Council OKs application for community block grant

The town council has given its blessing to Habitat for Humanity of Greater Portland to apply for a $18,000 community development block grant to put a final coat of paving on the street at Carpenter Court, a 13-lot low and moderate income housing development at 75 Broadturn Road.

Construction on the project began in December 2015. Five homes have been completed thus far, with three more scheduled to be completed this spring. The final five homes will be completed in 2019.

Planning Director Jay Chace said previous community development block grants were used to plan the project and extend the sewer line onto the site.

The block grant would fund 80 percent of the cost of the paving. The additional $4,500 has been secured through loans from Gorham Savings Bank and Genesis Fund.

According to the application, “the road will be paved without (block grant) funds, but the additional $18,000 that (Habitat for Humanity of Greater Portland) would need to fund will delay the completion of the Scarborough community and the start of the Habitat community in Gorham that is in the early planning stages.”

If block grant funding is not awarded and Habitat for Humanity of Greater Portland needs to raise the funding some other way, the price for the remaining six homes may be increased by $3,000.

Getting low and moderate income housing has been a longterm goal of the town. In fact, the town bought this property from the Maine Turnpike Authority in 2006 with the intention of one day finding a way to develop a third of it into housing and leaving the rest as open space.

The need for such housing in Scarborough is great. According to 2016 Maine State Housing data, close to 65 percent of households in Scarborough cannot afford a median priced home in town ($342,625).
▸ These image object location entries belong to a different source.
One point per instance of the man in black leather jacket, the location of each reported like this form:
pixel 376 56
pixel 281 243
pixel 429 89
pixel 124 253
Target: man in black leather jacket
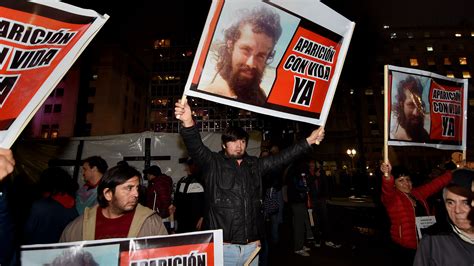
pixel 233 181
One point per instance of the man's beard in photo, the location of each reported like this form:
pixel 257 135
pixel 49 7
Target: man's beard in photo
pixel 413 126
pixel 236 156
pixel 246 89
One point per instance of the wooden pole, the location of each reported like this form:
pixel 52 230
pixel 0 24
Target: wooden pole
pixel 386 115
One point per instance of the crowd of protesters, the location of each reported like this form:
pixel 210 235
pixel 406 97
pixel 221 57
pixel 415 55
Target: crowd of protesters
pixel 301 188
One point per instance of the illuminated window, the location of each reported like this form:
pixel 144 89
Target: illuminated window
pixel 57 108
pixel 44 131
pixel 162 43
pixel 413 62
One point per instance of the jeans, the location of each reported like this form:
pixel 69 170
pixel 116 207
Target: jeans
pixel 237 255
pixel 301 226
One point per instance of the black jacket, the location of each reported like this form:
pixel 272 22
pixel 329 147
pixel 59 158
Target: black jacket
pixel 234 191
pixel 442 246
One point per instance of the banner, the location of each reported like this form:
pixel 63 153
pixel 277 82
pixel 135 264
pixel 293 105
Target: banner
pixel 39 42
pixel 197 248
pixel 426 109
pixel 279 58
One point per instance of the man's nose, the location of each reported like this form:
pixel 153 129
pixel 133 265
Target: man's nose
pixel 250 61
pixel 458 208
pixel 135 192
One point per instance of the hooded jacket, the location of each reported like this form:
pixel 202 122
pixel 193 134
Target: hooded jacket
pixel 233 191
pixel 145 223
pixel 401 211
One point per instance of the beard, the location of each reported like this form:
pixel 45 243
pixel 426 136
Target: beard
pixel 235 156
pixel 413 125
pixel 246 89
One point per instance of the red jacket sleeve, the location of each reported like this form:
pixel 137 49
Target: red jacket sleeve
pixel 430 188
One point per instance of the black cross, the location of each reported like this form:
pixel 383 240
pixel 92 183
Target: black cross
pixel 147 158
pixel 77 163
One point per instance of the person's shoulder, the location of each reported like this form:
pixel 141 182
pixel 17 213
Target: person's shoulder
pixel 219 86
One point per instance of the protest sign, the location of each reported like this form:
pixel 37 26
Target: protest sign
pixel 197 248
pixel 426 109
pixel 280 58
pixel 39 42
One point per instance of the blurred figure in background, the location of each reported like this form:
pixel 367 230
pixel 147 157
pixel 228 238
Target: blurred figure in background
pixel 189 200
pixel 50 214
pixel 93 168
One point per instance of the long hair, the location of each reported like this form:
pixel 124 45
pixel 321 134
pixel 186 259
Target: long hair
pixel 98 162
pixel 262 19
pixel 115 176
pixel 411 84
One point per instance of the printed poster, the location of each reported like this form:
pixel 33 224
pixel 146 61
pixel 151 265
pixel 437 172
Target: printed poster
pixel 279 58
pixel 426 109
pixel 39 42
pixel 197 248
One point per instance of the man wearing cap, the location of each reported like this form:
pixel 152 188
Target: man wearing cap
pixel 159 190
pixel 453 244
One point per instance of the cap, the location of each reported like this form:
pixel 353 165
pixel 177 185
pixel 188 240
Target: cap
pixel 153 170
pixel 463 178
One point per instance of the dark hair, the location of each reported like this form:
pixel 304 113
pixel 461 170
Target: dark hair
pixel 96 161
pixel 57 180
pixel 411 84
pixel 234 133
pixel 74 257
pixel 123 162
pixel 113 177
pixel 398 171
pixel 262 19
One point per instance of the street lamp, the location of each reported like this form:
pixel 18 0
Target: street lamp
pixel 352 153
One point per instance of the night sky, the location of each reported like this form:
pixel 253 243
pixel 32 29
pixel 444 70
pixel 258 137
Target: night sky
pixel 137 23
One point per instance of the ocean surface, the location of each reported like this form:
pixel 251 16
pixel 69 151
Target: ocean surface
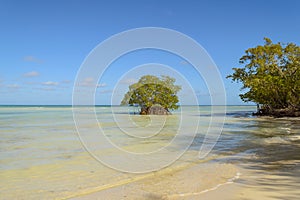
pixel 44 156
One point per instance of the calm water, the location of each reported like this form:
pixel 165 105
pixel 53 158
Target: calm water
pixel 41 155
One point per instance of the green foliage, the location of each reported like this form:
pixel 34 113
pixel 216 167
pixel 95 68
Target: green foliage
pixel 151 90
pixel 271 75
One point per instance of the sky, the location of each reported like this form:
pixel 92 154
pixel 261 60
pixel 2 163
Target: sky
pixel 43 44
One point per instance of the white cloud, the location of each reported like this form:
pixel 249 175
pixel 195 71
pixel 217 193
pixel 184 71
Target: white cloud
pixel 13 86
pixel 101 85
pixel 31 74
pixel 50 83
pixel 32 59
pixel 183 62
pixel 90 82
pixel 128 81
pixel 45 88
pixel 66 81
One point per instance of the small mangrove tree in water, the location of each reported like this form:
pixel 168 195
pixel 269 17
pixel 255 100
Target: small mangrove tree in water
pixel 153 95
pixel 271 76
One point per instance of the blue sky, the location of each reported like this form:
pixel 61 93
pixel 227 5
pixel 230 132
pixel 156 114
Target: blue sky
pixel 44 43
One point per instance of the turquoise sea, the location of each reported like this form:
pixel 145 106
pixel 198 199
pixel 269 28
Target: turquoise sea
pixel 42 155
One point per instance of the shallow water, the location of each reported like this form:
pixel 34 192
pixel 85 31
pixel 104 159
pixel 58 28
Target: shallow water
pixel 41 155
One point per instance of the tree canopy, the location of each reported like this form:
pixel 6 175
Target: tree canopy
pixel 152 91
pixel 271 76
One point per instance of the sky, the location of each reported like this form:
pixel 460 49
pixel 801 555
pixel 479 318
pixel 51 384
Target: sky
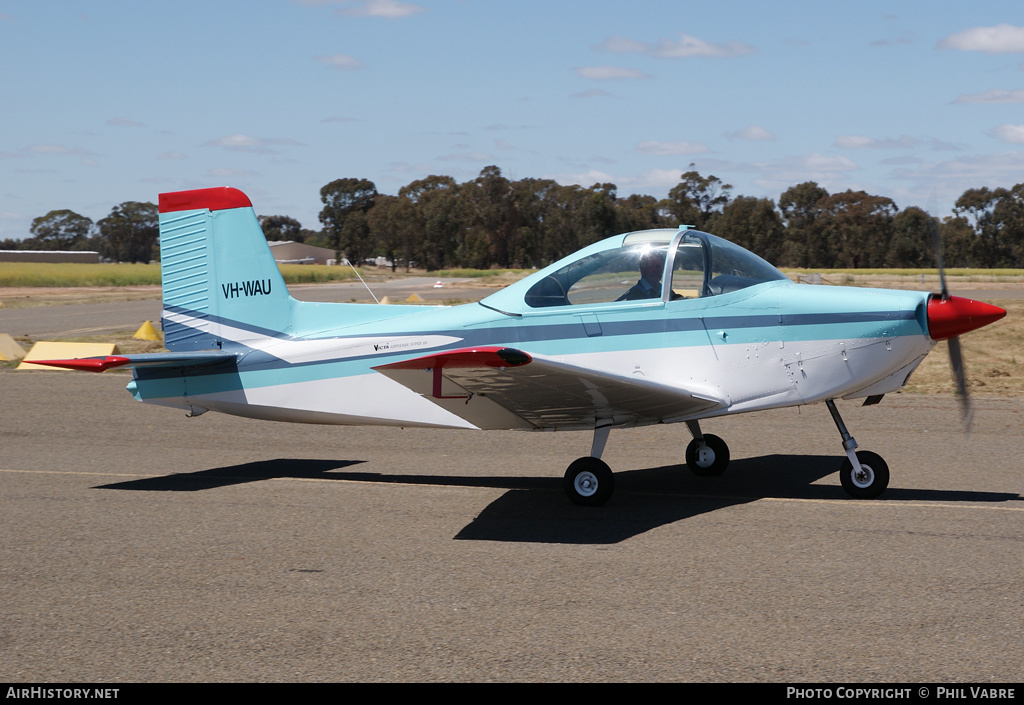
pixel 103 101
Giving support to the application was a unanimous choice for councilors

Proposed affordable housing project gets boost from council

The town council agreed earlier this month to award $100,000 from the town’s affordable housing initiative fund to strengthen the merits of a proposed affordable housing facility on Route 1.

The additional funding would mean Bessey Commons II could build more affordable housing units and receive one extra point on the Maine State Housing Program rubric, which would increase its potential for success.

Marj DeSanctis, chairman of the Scarborough Housing Authority said there is a big need for senior housing in town and there is currently a three-year waiting list to get an apartment in Bessey Commons, which opened in 2008 in a renovated Bessey School building.

“Clearly we have a need for the Bessey Commons expansion,” DeSanctis said.

Councilor Will Rowan, who serves as a council liaison to the Scarborough Housing Authority, said even with the construction of Bessey Commons II, a proposed 13,000-square-foot, three story, 40-unit facility that is in the planning board review process, the wait list will still continue. “There is an insatiable demand for this type of housing,” he said.

DeSanctis said the Affordable Housing Initiative Fund has a $308,500 balance, including $100,000 from the Residences at Gateway Commons project Devine Capital is constructing on the corner of Payne Road and Haigis Parkway.

Town Manager Tom Hall said the rest of Devine Capital’s $700,000 affordable housing in-lieu fee is expected within the next year based on their construction schedule.